Locarno 2021 Compétition internationale – Nebesa (Heavens Above) de Srdjan Dragojević : mise en scène brillante d’un saint diabolique qui tend un miroir au monde
Stojan (Goran Navojec) est un bonhomme, dans les deux sens du terme : il est simple et gentil, il a bon cœur, il ne ferait pas de mal à une mouche, il vit sous le joug de sa femme Nada (Ksenia Marinkovic) et, s’il est un peu pataud, il est extrêmement délicat avec sa fille comme avec ses grandes et grosses mains qui façonnent au millimètre une miniature de leur ancienne ferme. C’est que Stojan et sa famille sont des réfugiés qui vivent dans une zone insalubre de la ville avec d’autres rejetés de la société, les Rroms. La misère est telle que pour se rendre à la salle d’eau, chacun amène sa propre ampoule. Un jour, Stojan se rend à la salle de bains et, en mettant son ampoule, reçoit une décharge qui lui fait apparaître un halo au-dessus de sa tête. Impossible de faire disparaître cet anneau de lumière et, après avoir effrayé sa femme, superstitieuse et dévote, il devient rapidement l’attraction du quartier, représentant pour certain.es un saint, pour d’autres le diable. Ceci n’est pas du tout au goût de Nada ; la marâtre acariâtre n’aura de cesse, sur les conseils d’un prêcheur star de la télévision, de faire pécher son mari afin que son aura disparaisse. Stojan, communiste convaincu, perdu dans cette situation, commence à aller à l’église afin de parler avec Dieu et lui demander de reprendre ce qui lui appartient. Petit à petit, péché sur péché concoctés par sa femme, Stojan passe du désespoir à la rage : il n’est pas entendu dans sa volonté de revenir à sa situation d’antan, il n’est pas puni pour ses péchés, il se met à défier les cieux et devient un sinistre criminel pour finir par asseoir sa position dans la société jusqu’aux plus hautes instances.
Le genre cinématographique choisit par Srdjan Dragojević est la comédie noire, qui s’obscurcit à mesure que l’histoire avance et que l’on s’enfonce dans la fange de l’humanité – on rit de bon cœur pendant le premier tiers du film, on commence à rire jaune ou nerveusement par la suite.
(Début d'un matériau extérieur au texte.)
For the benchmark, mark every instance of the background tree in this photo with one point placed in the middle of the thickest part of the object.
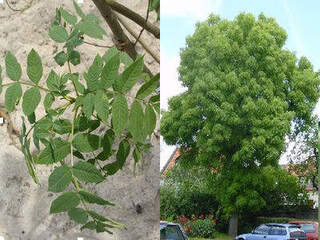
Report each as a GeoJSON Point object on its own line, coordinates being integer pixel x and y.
{"type": "Point", "coordinates": [245, 94]}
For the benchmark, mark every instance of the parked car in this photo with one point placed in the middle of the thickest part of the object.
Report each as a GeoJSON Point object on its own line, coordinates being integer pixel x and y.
{"type": "Point", "coordinates": [310, 228]}
{"type": "Point", "coordinates": [171, 231]}
{"type": "Point", "coordinates": [275, 231]}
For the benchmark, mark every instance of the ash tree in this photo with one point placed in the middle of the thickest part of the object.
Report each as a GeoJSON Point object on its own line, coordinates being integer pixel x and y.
{"type": "Point", "coordinates": [245, 93]}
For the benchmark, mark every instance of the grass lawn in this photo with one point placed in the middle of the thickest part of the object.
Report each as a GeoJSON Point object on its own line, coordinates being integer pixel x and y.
{"type": "Point", "coordinates": [220, 236]}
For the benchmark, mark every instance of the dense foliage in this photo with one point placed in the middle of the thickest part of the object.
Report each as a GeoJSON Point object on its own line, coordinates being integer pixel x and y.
{"type": "Point", "coordinates": [245, 94]}
{"type": "Point", "coordinates": [107, 120]}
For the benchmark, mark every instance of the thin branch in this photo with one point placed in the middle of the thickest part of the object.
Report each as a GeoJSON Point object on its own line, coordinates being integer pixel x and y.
{"type": "Point", "coordinates": [122, 42]}
{"type": "Point", "coordinates": [19, 10]}
{"type": "Point", "coordinates": [97, 45]}
{"type": "Point", "coordinates": [134, 17]}
{"type": "Point", "coordinates": [143, 43]}
{"type": "Point", "coordinates": [147, 17]}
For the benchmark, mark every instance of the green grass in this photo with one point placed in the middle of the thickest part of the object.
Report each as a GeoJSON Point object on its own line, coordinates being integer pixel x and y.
{"type": "Point", "coordinates": [220, 236]}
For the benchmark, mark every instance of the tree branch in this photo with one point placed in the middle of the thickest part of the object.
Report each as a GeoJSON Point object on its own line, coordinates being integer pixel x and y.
{"type": "Point", "coordinates": [122, 42]}
{"type": "Point", "coordinates": [134, 17]}
{"type": "Point", "coordinates": [143, 43]}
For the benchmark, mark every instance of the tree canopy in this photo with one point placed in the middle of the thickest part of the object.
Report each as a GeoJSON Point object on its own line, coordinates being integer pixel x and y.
{"type": "Point", "coordinates": [245, 93]}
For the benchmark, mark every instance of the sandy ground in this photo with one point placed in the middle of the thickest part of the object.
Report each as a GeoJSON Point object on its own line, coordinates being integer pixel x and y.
{"type": "Point", "coordinates": [24, 206]}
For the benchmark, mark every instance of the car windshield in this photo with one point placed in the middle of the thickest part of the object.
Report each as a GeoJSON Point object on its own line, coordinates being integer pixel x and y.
{"type": "Point", "coordinates": [296, 232]}
{"type": "Point", "coordinates": [307, 227]}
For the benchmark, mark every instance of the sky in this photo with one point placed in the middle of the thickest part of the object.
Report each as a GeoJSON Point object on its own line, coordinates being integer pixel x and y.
{"type": "Point", "coordinates": [301, 20]}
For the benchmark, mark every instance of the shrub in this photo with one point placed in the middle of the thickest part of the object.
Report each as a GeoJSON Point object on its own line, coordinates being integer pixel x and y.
{"type": "Point", "coordinates": [201, 228]}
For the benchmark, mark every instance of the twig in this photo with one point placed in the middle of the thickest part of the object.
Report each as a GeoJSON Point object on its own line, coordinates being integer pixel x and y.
{"type": "Point", "coordinates": [97, 45]}
{"type": "Point", "coordinates": [146, 47]}
{"type": "Point", "coordinates": [19, 10]}
{"type": "Point", "coordinates": [134, 17]}
{"type": "Point", "coordinates": [122, 43]}
{"type": "Point", "coordinates": [135, 43]}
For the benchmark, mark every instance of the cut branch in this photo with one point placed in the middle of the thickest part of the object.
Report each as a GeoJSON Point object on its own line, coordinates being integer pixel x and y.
{"type": "Point", "coordinates": [122, 42]}
{"type": "Point", "coordinates": [134, 17]}
{"type": "Point", "coordinates": [136, 36]}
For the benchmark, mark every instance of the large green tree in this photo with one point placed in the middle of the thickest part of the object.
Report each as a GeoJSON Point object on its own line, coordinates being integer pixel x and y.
{"type": "Point", "coordinates": [245, 93]}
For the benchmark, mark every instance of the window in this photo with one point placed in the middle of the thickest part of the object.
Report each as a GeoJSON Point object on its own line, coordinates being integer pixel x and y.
{"type": "Point", "coordinates": [263, 230]}
{"type": "Point", "coordinates": [171, 233]}
{"type": "Point", "coordinates": [278, 230]}
{"type": "Point", "coordinates": [308, 227]}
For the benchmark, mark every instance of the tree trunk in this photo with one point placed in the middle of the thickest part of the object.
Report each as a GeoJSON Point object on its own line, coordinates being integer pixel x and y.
{"type": "Point", "coordinates": [233, 225]}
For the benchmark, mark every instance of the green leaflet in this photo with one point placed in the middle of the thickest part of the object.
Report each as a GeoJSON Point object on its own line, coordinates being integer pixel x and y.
{"type": "Point", "coordinates": [78, 9]}
{"type": "Point", "coordinates": [74, 40]}
{"type": "Point", "coordinates": [87, 172]}
{"type": "Point", "coordinates": [34, 66]}
{"type": "Point", "coordinates": [88, 104]}
{"type": "Point", "coordinates": [85, 142]}
{"type": "Point", "coordinates": [119, 114]}
{"type": "Point", "coordinates": [91, 28]}
{"type": "Point", "coordinates": [110, 71]}
{"type": "Point", "coordinates": [106, 144]}
{"type": "Point", "coordinates": [68, 17]}
{"type": "Point", "coordinates": [147, 88]}
{"type": "Point", "coordinates": [123, 152]}
{"type": "Point", "coordinates": [65, 202]}
{"type": "Point", "coordinates": [101, 105]}
{"type": "Point", "coordinates": [58, 34]}
{"type": "Point", "coordinates": [75, 78]}
{"type": "Point", "coordinates": [155, 98]}
{"type": "Point", "coordinates": [62, 126]}
{"type": "Point", "coordinates": [136, 122]}
{"type": "Point", "coordinates": [13, 68]}
{"type": "Point", "coordinates": [54, 152]}
{"type": "Point", "coordinates": [53, 81]}
{"type": "Point", "coordinates": [150, 120]}
{"type": "Point", "coordinates": [48, 101]}
{"type": "Point", "coordinates": [59, 179]}
{"type": "Point", "coordinates": [91, 198]}
{"type": "Point", "coordinates": [92, 77]}
{"type": "Point", "coordinates": [110, 53]}
{"type": "Point", "coordinates": [61, 58]}
{"type": "Point", "coordinates": [12, 96]}
{"type": "Point", "coordinates": [78, 215]}
{"type": "Point", "coordinates": [31, 100]}
{"type": "Point", "coordinates": [74, 57]}
{"type": "Point", "coordinates": [130, 76]}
L’arc narratif est celui du réalisme parabolique à travers trois histoires d’une même famille qui s’étend sur trois décennies : 1993 celle du péché, 2001 celle de la grâce et 2026, celle du Veau d’or. L’humour noir commence déjà par cette frise temporelle, les quelques minutes précédant l’annonce de l’ère du péché sont intitulée Le paradis – elles posent le décor du bidonville…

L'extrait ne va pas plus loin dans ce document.